NVIDIA / TensorRT

NVIDIA® TensorRT™ is an SDK for high-performance deep learning inference on NVIDIA GPUs. This repository contains the open source components of TensorRT.
https://developer.nvidia.com/tensorrt
Apache License 2.0
10.62k stars 2.11k forks source link

`BatchedNMSPlugin::getOutputDimensions()` reports wrong `num_detections` shape #1880

Closed maminus closed 2 years ago

maminus commented 2 years ago

Description

In the specification, num_detections has shape of [batch_size, 1].

But BatchedNMSPlugin::getOutputDimensions() reports shape of [batch_size].

The following is diff of trtexec log.(actual vs expected)

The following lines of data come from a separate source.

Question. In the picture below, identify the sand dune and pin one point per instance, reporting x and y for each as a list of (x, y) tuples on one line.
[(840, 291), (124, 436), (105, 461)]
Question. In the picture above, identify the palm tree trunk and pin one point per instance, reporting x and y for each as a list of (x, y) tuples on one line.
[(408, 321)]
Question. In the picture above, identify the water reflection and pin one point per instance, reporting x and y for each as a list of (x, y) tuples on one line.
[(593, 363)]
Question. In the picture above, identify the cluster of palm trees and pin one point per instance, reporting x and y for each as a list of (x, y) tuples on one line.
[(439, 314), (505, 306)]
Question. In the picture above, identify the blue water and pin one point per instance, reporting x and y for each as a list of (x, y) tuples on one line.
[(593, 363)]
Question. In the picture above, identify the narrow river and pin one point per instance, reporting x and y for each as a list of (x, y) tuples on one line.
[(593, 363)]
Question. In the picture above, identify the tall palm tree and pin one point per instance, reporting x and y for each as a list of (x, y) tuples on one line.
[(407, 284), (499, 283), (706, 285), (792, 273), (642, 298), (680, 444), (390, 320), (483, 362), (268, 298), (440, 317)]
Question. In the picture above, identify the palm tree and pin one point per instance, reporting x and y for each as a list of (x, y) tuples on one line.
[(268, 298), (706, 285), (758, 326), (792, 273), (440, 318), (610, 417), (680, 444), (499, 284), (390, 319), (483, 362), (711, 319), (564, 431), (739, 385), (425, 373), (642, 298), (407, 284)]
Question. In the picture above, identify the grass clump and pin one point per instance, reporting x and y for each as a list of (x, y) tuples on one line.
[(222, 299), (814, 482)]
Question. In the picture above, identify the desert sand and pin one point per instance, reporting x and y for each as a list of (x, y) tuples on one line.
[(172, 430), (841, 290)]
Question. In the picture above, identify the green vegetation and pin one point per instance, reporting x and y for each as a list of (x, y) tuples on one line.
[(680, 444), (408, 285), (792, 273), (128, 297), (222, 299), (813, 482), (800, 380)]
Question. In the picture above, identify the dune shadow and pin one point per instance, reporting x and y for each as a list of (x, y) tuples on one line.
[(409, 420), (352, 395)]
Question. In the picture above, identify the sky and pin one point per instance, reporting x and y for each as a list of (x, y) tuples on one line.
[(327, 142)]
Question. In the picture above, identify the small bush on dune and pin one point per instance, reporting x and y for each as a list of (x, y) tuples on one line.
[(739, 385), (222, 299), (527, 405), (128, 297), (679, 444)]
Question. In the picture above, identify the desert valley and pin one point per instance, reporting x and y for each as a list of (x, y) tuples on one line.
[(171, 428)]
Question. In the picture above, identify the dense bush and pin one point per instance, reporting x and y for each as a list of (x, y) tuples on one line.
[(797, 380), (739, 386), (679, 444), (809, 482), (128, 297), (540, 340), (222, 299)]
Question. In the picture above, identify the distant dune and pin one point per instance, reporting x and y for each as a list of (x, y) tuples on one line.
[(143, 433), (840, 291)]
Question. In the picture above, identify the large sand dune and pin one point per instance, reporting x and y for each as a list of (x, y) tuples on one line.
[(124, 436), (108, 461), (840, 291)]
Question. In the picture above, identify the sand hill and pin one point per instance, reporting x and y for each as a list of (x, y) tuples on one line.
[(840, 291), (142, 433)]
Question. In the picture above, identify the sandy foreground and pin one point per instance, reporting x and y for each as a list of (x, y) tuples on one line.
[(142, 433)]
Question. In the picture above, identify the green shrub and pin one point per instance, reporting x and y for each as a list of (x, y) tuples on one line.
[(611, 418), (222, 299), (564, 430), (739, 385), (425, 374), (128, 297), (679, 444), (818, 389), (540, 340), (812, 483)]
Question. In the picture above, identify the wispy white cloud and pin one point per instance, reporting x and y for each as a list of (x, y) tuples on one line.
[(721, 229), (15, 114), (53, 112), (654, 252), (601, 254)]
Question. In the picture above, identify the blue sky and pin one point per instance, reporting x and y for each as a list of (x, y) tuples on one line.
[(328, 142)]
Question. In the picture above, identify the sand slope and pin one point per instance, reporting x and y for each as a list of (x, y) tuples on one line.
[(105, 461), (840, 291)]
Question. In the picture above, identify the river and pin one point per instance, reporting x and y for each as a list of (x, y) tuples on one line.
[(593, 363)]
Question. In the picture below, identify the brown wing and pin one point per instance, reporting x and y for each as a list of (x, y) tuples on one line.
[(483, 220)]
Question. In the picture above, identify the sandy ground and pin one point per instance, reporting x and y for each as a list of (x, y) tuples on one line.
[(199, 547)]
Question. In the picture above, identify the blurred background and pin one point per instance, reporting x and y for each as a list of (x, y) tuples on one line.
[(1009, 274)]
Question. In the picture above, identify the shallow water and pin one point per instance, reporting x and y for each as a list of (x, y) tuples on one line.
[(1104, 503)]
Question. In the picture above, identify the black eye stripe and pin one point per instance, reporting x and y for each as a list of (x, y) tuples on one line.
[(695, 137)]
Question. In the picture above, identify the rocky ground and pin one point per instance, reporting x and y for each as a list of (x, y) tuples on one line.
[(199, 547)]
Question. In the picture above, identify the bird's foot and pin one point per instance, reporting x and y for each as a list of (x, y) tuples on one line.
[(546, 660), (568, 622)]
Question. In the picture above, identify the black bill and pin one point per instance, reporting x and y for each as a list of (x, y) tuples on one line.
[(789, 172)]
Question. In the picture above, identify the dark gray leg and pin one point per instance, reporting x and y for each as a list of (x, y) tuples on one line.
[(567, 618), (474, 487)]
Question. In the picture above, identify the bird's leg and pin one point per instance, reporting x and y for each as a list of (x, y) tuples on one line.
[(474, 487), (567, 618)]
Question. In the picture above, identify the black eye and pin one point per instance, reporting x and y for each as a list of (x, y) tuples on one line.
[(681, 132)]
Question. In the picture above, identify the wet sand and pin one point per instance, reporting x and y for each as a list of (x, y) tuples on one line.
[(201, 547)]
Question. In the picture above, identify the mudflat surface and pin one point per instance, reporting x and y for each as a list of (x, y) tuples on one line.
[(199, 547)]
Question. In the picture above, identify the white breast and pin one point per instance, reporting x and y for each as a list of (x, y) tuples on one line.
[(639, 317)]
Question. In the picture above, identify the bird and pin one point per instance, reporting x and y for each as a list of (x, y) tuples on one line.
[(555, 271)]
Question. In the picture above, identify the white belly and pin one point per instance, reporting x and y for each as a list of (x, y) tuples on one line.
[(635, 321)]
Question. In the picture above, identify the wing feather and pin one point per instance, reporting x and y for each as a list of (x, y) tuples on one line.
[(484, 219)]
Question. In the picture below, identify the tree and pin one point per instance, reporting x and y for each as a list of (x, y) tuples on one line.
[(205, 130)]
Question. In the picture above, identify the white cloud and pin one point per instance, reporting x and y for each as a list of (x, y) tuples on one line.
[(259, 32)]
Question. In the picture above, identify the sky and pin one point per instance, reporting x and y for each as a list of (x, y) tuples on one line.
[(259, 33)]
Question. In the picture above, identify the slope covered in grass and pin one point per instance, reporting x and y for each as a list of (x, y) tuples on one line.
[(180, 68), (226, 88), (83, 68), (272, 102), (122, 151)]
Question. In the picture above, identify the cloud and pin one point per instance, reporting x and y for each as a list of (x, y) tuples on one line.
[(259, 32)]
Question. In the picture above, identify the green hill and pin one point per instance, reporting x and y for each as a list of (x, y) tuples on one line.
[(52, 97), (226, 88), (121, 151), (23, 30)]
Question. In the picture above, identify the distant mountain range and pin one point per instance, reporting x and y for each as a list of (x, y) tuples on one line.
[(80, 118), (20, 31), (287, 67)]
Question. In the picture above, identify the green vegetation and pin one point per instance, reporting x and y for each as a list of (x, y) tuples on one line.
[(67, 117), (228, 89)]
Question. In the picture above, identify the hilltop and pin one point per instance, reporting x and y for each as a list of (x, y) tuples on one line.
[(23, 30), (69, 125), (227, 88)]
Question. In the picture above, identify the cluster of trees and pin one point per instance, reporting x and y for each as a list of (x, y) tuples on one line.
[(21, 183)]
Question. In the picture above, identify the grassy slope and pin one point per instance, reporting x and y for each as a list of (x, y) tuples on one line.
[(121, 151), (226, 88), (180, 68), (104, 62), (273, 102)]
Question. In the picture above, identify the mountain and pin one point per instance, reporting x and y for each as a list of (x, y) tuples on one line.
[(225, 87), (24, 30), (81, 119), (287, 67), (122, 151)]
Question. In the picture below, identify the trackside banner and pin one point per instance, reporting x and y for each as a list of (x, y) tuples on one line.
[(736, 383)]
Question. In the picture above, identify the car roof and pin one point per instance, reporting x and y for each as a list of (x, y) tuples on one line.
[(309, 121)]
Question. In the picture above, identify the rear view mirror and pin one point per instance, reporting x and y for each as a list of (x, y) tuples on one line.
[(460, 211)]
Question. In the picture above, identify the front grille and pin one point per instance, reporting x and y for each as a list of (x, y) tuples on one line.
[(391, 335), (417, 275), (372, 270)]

-[V] [TRT] node_of_num_detections [BatchedNMS_TRT] outputs: [num_detections -> (16)[INT32]], [nmsed_boxes -> (16, 50, 4)[FLOAT]], [nmsed_scores -> (16, 50)[FLOAT]], [nmsed_classes -> (16, 50)[FLOAT]], 
+[V] [TRT] node_of_num_detections [BatchedNMS_TRT] outputs: [num_detections -> (16, 1)[INT32]], [nmsed_boxes -> (16, 50, 4)[FLOAT]], [nmsed_scores -> (16, 50)[FLOAT]], [nmsed_classes -> (16, 50)[FLOAT]], 

now batch_size=16, keepTopK=50. So num_detections expected shape of (16, 1), but actually shape of (16).

It seems BatchedNMSPlugin::getOutputDimensions() expects following code.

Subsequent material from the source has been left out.